Lost track of my algorithm

In a recent paper, I seem to have misled anyone who might try to replicate my work. The paper is here, and the full reference is:

“Long-Range Prosody Prediction and Rhythm”, Greg Kochanski, Anastassia Loukina, Elinor Keane, Chilin Shih and Burton Rosner, University of Oxford, Speech Prosody 2010 100222:1-4. (Note that “100222” is the volume number.)

The problem is in the sentence “…where D is the running duration measure from [3][9]” in Section 2..2, point 2. Reference [3] is to a 2006 paper of mine that describes an algorithm for computing running duration. (G. Kochanski, E. Grabe, J. Coleman, and B. Rosner, “Loudness predicts prominence: Fundamental frequency lends little,” J. Acoustical Society of America, vol. 118, no. 2, pp. 1038–1054, 2005. here ) Unfortunately, it’s not the same algorithm. During the last four years, I had changed the algorithm that I routinely use.

The idea behind the algorithm is that it continuously measures how long each sound is stable. If you make an “oooo” sound that lasts 2.0 seconds, the algorithm should give a value near 2.0 at any moment within that sound. Then, if you follow it with a shorter “w” sound, the value the algorithm produces should be small inside the “w”.

Schematic plot of how the running duration algorithm works. — Some words, and the running duration values that the algorithm might produce (schematic).

For those of you who like to think in terms of phonemes, you can approximate it as a bit of pseudocode:

for all times t in the data file {
    find out which phoneme you are in at time t
    the returned value at time t is the duration of that phoneme.
    }

(I emphasize that the above pseudocode is wrong in every detail. It’s just intended to help get your brain around the idea of a continuously changing measurement of duration. The real algorithm can be found here by going to the “pseudoduration” script.)

Here’s a comparison between the old algorithm (red) and the new one (blue). You can see that the two algorithms match pretty well in the loud regions, but are drastically different in the silences. (Silences are the vertical dark regions (the darkness shows the loudness at each point), as you can see from the green speech waveform. This is computed from the l-reg3-f1 audio file in the IViE corpus; it’s the same audio file used in Figure 1 of the 2005 paper.)

The red (2005 paper) and blue (2010 paper) curves track each other fairly well, except in the silences. This shows three seconds of audio. — Comparison between 2005 (red) and 2010 (blue) versions of the running duration algorithm.The speech waveform is in green.

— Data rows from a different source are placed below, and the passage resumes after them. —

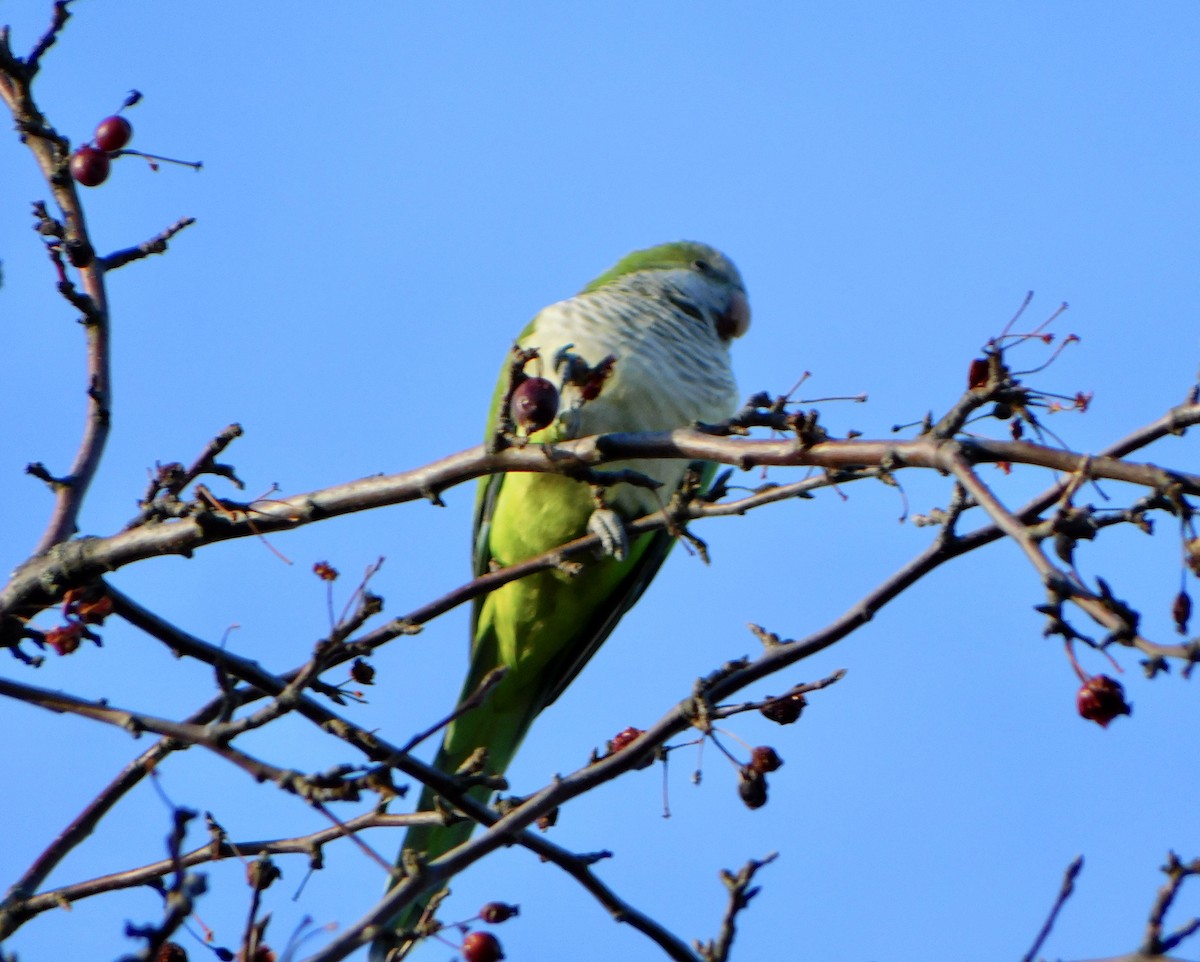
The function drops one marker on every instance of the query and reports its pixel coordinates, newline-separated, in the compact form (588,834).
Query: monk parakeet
(655,329)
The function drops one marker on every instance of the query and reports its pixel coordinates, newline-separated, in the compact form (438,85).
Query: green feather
(660,312)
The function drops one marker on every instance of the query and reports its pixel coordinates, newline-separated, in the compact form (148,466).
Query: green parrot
(667,316)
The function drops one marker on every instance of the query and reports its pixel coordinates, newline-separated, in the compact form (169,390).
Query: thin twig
(1065,891)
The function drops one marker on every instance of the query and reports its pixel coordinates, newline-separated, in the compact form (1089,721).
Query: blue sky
(389,193)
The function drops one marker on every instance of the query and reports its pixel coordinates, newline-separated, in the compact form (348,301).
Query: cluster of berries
(91,162)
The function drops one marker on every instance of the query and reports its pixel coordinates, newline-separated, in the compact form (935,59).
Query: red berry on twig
(763,759)
(1102,699)
(89,166)
(481,947)
(785,709)
(113,133)
(534,404)
(498,912)
(753,788)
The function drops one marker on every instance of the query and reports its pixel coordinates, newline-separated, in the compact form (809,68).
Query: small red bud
(361,672)
(113,133)
(171,951)
(784,710)
(481,947)
(763,759)
(753,788)
(534,404)
(495,913)
(89,166)
(1101,699)
(65,638)
(977,374)
(1182,611)
(592,385)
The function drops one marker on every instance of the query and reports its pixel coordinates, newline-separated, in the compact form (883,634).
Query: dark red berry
(171,951)
(534,404)
(363,672)
(753,788)
(481,947)
(65,638)
(1181,611)
(786,709)
(113,132)
(977,374)
(623,738)
(763,759)
(495,913)
(90,167)
(1102,699)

The new algorithm gives a more sensible value in silences: it’s value is approximately equal to the length of the silence. The old version just gave a small value near zero. The new algorithm is also written to be closer to the way the ear processes sound: it uses frequency bands that match the ear’s and includes the knowledge that perceived loudness is approximately the cube-root of the acoustic power in each band. So, I think it’s an improvement.

But, certainly, it’s not the same algorithm, so inserting reference [3] was not correct. Abetter sentence would have been “…where D is the running duration measure from [9], which was evolved from the algorithm presented in [3]”.

How did it happen? Primarily, I was in a rush. The scientific world is very much a case of “publish or perish”, and the deadline for a good conference was approaching. It was very easy just to grab the reference where I had first described the idea, and not ask myself if it had changed since then.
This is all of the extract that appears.